= Romain Jacquet-Lagrèze =

French photographer

Romain Jacquet-Lagrèze (born 1987) is a French photographer known for his work capturing modern urban life in the city of Hong Kong. His photographic work started in 2012 with Vertical Horizon, a photo book focused on the city's vertical architecture, which gave him international visibility.

== Notable work ==

=== Vertical Horizon ===
Vertical Horizon is a collection of photographs capturing the densely populated city of Hong Kong from the ground, in the midst of building. It was published as a book of the same name in 2012 and exhibited for the first time in 2013 in Hong Kong. The cover of the book depicts the Monster Building, a residential complex in Quarry Bay which was later used as a set in the movie Transformers: Age of Extinction (2014) and has become a hotspot for photographer on social networks since then.

=== The Blue Moment ===
The Blue Moment is a series of photographs taken during the blue hour, while the sunlight's blue wavelengths dominate and tint all the colourless surfaces into shades of blue. In their compositions, many of Jacquet-Lagrèze's photographs are depicting the contrast between Hong Kong's dense cityscape and the serenity of nature represented by waterscape and lush greenery of the mountains surrounding the city. The series was published as a photo book and exhibited for the first time in Hong Kong in 2016.

=== Concrete Stories ===
Concrete Stories is a diptych of photo books published in 2018 and 2022. It consists in photographs capturing various moments on Hong Kong’s rooftops. It is focused on people’s lifestyle in the older districts of the city, especially in Kowloon which has the biggest density of old buildings. It documents how people make use of the space available on the shared rooftops of their buildings in order to cope with the restrained surface of their home. For this project, Jacquet-Lagreze cropped most of the photos vertically in order to give a feeling of narrowness to the viewer, inspired by the work of Fan Ho who was famous for cropping his photos.

=== City Poetry ===
City Poetry is a project focused on old signage found in the oldest neighbourhoods of Hong Kong. The project consist of collage of characters selected for their meaning and complementary colours. By shooting only individual character Jacquet-Lagrèze strips off the original meaning of the sign it has been shot on in order to give a new meaning when put next to other characters. City Poetry was first exhibited at Blue Lotus Gallery in Hong Kong in 2019. In 2022, it was exhibited as a part of a group show organised by the HKTDC in Time Square (Hong Kong). One artwork was selected as a part of the group show 'By the People - 字由人' at the Hong Kong Museum of Art from 2022 to 2023.

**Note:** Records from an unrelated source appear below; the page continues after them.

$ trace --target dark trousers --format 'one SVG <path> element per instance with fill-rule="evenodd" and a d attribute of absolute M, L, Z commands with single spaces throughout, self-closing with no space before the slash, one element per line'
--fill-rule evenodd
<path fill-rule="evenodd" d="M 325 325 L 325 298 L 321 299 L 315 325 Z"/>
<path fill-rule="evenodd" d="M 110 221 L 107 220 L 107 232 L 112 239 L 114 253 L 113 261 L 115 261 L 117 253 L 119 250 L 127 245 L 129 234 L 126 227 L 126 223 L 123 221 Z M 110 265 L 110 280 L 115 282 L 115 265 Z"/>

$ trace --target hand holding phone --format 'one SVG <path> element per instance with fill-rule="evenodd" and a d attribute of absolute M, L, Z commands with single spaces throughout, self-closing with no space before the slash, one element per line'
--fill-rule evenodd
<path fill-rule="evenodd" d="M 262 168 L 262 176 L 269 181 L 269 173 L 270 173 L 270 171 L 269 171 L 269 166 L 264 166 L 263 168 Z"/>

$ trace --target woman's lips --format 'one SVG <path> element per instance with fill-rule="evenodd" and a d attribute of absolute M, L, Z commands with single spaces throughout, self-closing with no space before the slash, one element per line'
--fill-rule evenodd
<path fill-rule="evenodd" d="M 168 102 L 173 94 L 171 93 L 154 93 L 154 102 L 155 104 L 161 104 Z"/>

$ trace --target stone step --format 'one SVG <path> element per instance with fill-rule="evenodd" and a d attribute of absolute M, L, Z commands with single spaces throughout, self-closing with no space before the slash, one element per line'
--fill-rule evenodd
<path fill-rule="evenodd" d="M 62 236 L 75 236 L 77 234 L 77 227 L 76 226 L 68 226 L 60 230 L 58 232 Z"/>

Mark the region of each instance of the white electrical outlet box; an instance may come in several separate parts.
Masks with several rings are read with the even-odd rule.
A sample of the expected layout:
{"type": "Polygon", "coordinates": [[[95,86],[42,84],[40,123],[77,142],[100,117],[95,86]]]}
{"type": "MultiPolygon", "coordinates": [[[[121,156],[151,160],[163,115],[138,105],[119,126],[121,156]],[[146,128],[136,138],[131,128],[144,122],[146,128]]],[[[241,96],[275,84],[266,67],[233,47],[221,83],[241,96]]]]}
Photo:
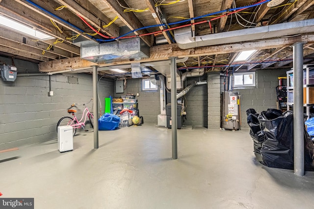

== Selected exhibitions ==

=== Solo ===

- Vertical Horizon, Hotel Panorama, Hong Kong, 2013.
- The Blue Moment, Blue Lotus Gallery, Hong Kong, 2016.
- City Poetry, Blue Lotus Gallery, Hong Kong, 2019.
- Thirty-six Views of Lion Rock, Blue Lotus Gallery, Hong Kong, 2022.

=== Group ===

- Hong Kong Dimensions, Blue Lotus Gallery, Hong Kong, 2019.
- Art & City at Times Square, organised by HKTDC, Hong Kong, 2022.
- By the People - 字由人, Hong Kong Museum of Art, September 2022 to October 2023.
- One City, Two Tales, duo exhibition with Fan Ho, Unseen Amsterdam, September 2024.

== Books ==
- Vertical Horizon. Hong Kong: Asia One Books, 2012. ISBN 978-988-15316-8-1.
- Wild Concrete, Hong Kong: Asia One Books, 2014. ISBN 978-988-13179-2-6.
- The Blue Moment, Hong Kong: Asia One Books, 2016. ISBN 978-988-13922-6-8.
- Concrete Stories, Hong Kong: Asia One Books, 2018. ISBN 978-988-77121-9-0.
- Concrete Stories II, Hong Kong: Asia One Books, 2022. ISBN 978-988-79177-5-5.
- 獅子山三十六景 Thirty-Six Views of Hong Kong, Hong Kong: Blue Lotus Edition, 2022. ISBN 978-988-76192-0-8.